Surabaya (Antara Jatim) - Fakultas Hukum Universitas Airlangga (Unair) Surabaya mencetak doktor
pertama di bidang perselisihan atau konflik internal partai politik
(parpol) yakni Dr M Anwar Rachman.
"Ya, MURI (Museum Rekor-Dunia Indonesia) mencatat saya sebagai
doktor pertama untuk penyelesaian konflik parpol," katanya setelah
menjalani Sidang Ujian Terbuka untuk Program Doktor` di Aula FH Unair
Surabaya, Sabtu.
Anwar Rachman yang meraih predikat `Sangat Memuaskan` dalam sidang
yang dipimpin Prof Dr Eman Ramelan SH MS itu menjelaskan sejumlah parpol
di Indonesia mengalami internal, diantaranya PPP, PDI, Golkar, dan PKB.
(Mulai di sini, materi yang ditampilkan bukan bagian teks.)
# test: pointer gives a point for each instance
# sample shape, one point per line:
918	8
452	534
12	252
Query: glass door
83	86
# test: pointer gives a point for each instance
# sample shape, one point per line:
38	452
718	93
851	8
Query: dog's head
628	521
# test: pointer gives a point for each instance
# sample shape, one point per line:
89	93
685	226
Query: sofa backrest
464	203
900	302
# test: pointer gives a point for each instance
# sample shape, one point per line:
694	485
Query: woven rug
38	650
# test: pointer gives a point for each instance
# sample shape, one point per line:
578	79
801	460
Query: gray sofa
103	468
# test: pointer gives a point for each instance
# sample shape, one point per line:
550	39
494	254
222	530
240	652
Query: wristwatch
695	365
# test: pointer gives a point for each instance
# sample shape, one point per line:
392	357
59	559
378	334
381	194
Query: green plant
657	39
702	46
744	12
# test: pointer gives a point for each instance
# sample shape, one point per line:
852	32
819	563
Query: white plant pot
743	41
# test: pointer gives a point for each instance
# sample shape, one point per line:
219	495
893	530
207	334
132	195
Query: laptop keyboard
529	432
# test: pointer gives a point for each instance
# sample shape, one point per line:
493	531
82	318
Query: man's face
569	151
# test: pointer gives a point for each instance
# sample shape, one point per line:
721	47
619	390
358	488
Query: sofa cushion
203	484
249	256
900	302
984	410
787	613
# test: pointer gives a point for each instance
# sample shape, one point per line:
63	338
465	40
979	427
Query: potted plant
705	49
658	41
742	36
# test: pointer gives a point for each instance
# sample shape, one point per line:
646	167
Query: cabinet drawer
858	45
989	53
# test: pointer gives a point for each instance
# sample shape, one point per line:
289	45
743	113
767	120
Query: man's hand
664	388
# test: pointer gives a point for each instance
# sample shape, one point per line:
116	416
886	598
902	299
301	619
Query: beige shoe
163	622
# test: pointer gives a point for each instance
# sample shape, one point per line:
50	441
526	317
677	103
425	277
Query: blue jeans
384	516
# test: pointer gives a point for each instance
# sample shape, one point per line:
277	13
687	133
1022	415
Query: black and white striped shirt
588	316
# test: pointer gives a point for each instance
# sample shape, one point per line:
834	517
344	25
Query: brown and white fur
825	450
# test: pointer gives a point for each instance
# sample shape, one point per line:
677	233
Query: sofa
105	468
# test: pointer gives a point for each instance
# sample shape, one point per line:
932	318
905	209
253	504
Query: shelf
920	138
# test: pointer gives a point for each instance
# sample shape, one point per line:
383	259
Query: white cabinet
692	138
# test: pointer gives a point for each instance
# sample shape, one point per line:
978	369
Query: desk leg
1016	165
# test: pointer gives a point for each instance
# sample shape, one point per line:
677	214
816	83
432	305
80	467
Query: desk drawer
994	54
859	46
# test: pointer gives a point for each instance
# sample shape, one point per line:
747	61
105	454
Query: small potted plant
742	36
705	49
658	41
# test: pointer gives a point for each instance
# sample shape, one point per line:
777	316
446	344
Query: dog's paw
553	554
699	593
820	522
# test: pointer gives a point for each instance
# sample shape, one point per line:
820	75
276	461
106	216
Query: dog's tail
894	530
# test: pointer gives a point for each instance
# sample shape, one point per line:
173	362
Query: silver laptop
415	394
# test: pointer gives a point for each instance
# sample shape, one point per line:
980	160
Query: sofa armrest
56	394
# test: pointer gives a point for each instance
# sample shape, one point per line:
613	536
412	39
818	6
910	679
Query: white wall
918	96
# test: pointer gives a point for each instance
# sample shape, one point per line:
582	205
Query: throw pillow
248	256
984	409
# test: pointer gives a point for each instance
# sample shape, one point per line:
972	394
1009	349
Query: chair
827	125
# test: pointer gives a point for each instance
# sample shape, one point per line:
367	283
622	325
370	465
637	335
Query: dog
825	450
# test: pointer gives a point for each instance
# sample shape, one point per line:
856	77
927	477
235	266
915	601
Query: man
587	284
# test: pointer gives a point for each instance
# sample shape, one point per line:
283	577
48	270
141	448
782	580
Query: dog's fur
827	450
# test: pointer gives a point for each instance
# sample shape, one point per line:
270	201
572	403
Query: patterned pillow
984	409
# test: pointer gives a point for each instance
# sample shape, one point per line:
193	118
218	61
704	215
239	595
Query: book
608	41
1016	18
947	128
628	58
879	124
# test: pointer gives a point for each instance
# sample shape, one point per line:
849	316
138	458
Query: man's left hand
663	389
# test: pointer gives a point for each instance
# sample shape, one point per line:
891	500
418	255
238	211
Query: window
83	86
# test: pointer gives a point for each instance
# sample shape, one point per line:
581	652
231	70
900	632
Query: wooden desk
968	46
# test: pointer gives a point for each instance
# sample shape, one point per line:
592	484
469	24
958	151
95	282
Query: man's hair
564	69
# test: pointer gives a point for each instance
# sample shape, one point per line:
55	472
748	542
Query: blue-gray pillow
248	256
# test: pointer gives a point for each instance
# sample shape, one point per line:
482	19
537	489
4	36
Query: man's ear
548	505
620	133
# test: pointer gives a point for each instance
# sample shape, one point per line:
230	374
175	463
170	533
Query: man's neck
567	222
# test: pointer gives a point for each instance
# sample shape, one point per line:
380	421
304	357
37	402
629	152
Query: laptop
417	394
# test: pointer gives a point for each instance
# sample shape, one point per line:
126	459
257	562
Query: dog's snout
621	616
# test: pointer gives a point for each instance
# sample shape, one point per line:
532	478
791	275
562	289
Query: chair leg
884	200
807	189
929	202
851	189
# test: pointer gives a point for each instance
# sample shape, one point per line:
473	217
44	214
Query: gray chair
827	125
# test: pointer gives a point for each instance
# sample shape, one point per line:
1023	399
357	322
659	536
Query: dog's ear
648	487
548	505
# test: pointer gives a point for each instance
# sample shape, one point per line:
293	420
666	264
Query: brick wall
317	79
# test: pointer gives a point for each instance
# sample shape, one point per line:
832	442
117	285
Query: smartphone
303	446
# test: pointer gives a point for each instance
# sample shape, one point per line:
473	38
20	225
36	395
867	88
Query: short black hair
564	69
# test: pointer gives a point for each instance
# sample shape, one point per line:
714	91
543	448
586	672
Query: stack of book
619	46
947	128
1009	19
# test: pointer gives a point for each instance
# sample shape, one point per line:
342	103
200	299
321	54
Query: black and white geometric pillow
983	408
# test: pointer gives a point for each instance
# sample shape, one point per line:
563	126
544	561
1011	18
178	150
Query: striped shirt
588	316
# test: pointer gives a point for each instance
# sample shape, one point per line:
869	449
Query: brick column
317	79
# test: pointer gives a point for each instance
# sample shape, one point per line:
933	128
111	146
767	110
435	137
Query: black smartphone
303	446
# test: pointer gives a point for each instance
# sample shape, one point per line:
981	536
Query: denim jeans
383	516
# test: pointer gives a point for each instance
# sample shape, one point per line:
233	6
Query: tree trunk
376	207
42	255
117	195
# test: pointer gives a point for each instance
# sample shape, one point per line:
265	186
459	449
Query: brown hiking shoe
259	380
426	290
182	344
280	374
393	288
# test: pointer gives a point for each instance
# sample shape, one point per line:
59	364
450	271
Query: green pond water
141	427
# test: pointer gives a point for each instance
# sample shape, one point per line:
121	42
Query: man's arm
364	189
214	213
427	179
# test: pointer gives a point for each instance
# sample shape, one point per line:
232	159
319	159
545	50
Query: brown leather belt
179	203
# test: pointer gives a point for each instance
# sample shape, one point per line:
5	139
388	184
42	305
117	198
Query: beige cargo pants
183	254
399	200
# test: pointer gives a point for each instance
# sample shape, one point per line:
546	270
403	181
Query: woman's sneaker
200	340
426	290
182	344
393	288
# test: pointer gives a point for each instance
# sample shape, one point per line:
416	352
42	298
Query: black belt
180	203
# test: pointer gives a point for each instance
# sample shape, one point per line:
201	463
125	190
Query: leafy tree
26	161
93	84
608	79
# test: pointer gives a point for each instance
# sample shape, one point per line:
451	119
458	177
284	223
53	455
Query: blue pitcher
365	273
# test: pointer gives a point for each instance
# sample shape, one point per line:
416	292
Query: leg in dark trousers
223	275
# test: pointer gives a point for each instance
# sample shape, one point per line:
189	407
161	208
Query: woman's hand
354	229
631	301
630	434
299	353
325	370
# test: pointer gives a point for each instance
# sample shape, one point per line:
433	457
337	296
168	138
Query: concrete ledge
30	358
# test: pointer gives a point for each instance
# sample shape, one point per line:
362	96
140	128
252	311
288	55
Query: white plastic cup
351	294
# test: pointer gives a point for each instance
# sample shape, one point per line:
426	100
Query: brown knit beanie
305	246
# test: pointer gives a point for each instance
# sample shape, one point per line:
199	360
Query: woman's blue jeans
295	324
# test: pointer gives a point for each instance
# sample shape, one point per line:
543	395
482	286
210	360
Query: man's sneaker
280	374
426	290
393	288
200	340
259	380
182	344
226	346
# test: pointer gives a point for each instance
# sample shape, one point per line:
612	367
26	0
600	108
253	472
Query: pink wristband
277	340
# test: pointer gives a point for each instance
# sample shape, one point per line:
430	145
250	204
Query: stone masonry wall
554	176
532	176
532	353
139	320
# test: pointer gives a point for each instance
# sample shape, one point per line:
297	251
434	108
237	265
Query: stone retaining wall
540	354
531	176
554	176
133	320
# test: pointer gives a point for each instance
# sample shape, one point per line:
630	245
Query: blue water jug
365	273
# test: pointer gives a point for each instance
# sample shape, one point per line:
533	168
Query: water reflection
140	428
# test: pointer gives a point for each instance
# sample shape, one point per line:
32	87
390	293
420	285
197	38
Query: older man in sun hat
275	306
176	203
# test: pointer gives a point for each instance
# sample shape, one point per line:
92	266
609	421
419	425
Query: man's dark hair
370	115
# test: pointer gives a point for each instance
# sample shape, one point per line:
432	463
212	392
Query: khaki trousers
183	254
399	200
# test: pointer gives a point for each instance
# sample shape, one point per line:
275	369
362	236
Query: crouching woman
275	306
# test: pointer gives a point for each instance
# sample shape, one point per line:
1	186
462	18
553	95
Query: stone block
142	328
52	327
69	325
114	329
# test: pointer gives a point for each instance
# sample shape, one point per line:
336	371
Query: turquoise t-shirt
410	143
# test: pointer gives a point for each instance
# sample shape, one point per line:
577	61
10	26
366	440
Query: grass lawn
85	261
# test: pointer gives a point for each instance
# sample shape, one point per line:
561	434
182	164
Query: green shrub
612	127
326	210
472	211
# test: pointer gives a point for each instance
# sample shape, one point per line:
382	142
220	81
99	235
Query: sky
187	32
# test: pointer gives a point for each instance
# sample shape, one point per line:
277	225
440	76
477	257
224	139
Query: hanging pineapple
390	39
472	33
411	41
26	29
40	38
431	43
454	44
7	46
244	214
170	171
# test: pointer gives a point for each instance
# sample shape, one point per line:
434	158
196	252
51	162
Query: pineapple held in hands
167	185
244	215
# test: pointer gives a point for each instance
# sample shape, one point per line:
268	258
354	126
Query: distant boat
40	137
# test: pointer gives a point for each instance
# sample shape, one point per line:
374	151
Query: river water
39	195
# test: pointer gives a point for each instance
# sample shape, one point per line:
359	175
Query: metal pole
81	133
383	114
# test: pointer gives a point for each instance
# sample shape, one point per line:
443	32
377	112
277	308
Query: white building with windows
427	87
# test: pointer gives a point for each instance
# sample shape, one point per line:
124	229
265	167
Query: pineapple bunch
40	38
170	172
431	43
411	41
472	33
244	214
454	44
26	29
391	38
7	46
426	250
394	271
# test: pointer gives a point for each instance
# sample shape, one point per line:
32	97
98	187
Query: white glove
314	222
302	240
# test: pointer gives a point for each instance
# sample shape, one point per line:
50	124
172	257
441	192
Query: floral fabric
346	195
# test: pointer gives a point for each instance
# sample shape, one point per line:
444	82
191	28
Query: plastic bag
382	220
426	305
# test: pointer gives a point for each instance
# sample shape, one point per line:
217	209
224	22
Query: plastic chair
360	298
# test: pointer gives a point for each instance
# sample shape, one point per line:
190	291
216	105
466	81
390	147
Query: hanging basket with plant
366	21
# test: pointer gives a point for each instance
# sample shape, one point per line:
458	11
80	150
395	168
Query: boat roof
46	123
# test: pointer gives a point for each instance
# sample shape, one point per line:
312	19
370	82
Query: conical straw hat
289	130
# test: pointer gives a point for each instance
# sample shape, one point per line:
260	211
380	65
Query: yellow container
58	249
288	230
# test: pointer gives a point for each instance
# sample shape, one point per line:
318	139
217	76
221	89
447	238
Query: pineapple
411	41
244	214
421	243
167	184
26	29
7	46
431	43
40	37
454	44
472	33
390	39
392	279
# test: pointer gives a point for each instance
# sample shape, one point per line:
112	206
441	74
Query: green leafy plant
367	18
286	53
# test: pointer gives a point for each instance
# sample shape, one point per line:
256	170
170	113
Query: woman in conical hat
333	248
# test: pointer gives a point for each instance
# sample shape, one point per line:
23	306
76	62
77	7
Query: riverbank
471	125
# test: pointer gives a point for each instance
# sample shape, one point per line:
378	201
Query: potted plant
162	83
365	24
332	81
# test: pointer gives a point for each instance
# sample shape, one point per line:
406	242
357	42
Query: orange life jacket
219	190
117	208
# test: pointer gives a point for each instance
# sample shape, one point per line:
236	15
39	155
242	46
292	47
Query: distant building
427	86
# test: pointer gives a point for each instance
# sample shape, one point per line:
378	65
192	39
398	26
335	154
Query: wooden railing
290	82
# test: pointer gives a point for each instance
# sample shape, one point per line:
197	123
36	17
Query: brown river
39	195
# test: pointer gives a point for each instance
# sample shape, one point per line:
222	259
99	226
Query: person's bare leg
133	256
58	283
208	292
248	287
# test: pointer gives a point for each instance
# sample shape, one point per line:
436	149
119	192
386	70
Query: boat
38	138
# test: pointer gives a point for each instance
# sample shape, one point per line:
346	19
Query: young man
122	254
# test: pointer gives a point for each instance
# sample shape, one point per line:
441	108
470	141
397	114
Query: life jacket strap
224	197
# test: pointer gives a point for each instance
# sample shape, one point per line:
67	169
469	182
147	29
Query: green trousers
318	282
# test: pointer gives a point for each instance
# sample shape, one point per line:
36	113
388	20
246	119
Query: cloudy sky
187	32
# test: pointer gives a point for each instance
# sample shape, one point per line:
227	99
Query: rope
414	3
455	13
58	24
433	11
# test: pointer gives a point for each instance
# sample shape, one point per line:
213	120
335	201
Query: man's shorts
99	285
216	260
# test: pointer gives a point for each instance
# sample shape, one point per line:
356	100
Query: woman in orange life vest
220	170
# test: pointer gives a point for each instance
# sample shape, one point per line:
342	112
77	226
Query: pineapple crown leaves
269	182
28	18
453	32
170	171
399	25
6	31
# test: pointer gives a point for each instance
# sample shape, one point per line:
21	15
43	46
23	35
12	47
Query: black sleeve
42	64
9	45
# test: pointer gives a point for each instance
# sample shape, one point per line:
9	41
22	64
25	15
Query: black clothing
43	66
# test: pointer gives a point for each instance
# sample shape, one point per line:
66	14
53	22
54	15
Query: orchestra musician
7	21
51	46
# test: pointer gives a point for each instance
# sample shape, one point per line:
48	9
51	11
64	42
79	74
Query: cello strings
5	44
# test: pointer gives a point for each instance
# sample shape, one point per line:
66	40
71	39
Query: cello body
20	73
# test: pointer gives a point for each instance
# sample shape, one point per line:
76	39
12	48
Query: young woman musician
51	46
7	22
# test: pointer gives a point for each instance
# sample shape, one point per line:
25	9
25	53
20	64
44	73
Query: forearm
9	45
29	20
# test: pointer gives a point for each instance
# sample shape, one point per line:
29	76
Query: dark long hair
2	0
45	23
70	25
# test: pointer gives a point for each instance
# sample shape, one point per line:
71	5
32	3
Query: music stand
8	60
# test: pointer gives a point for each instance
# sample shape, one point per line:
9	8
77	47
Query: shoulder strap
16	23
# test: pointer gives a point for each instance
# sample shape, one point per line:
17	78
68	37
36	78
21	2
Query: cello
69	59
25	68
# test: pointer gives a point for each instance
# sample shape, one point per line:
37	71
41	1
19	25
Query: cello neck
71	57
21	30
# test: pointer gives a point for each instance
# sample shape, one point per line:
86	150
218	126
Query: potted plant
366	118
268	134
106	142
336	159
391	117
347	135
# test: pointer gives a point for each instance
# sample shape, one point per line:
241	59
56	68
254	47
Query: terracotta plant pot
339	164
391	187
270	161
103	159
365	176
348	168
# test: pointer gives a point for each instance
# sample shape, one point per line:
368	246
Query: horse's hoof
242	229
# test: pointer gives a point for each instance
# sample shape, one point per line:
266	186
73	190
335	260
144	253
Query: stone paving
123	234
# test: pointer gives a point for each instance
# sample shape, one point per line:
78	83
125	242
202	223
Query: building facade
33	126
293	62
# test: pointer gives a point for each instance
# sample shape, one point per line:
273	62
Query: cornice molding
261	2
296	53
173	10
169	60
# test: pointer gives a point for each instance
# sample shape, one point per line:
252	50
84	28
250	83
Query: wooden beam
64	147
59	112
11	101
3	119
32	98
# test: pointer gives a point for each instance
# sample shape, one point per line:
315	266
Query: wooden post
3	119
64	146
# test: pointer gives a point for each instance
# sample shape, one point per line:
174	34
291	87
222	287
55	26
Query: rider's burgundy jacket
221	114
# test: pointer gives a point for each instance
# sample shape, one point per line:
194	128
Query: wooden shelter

"Konflik PPP biasanya terjadi antara faksi NU dan faksi Parmusi,
sedangkan konflik PDIP terjadi antara kubu Megawati dengan kubu Soerjadi
yang puncaknya terjadi Peristiwa 27 Juli 1996," katanya.
Lain halnya dengan Golkar yang memiliki dua faksi, yakni faksi
Habibie (Akbar Tanjung, Ginandjar, Edi Sudradjat, Harmoko, Try Sutrisno,
Indra Bambang Utoyo) dan faksi Sudharmono (Sarwono Kusuma Atmadja,
Siswono Yudhohusodo, Rachmat Witoelar, Agung Laksono).
"Awalnya, Akbar Tanjung menang mengalahkan Edi Sudrajat, lalu Jusuf
Kalla mengalahkan Akbar Tanjung dan terakhir Aburizal Bakrie
mengalahkan Surya Paloh, namun akhirnya memunculkan PKPI, PKPB, Hanura,
Gerindra, dan Nasdem," katanya.
Konflik parpol yang lebih panjang dialami PKB sejak lahir 23 Juli
1998 mulai dari kubu Mathori Abdul Djalil, kubu Gus Dur, kubu Alwi
Shihab-Muhaimin Iskandar, dan kubu Muhaimin Iskandar, bahkan konflik
sempat melahirkan PKNU dan PKBI.
"Bedanya, semua konflik PKB selalu dilaporkan ke pengadilan, baik
konflik di tingkat daerah maupun konflik di tingkat pusat, sehingga
konflik semakin berlarut-larut," katanya.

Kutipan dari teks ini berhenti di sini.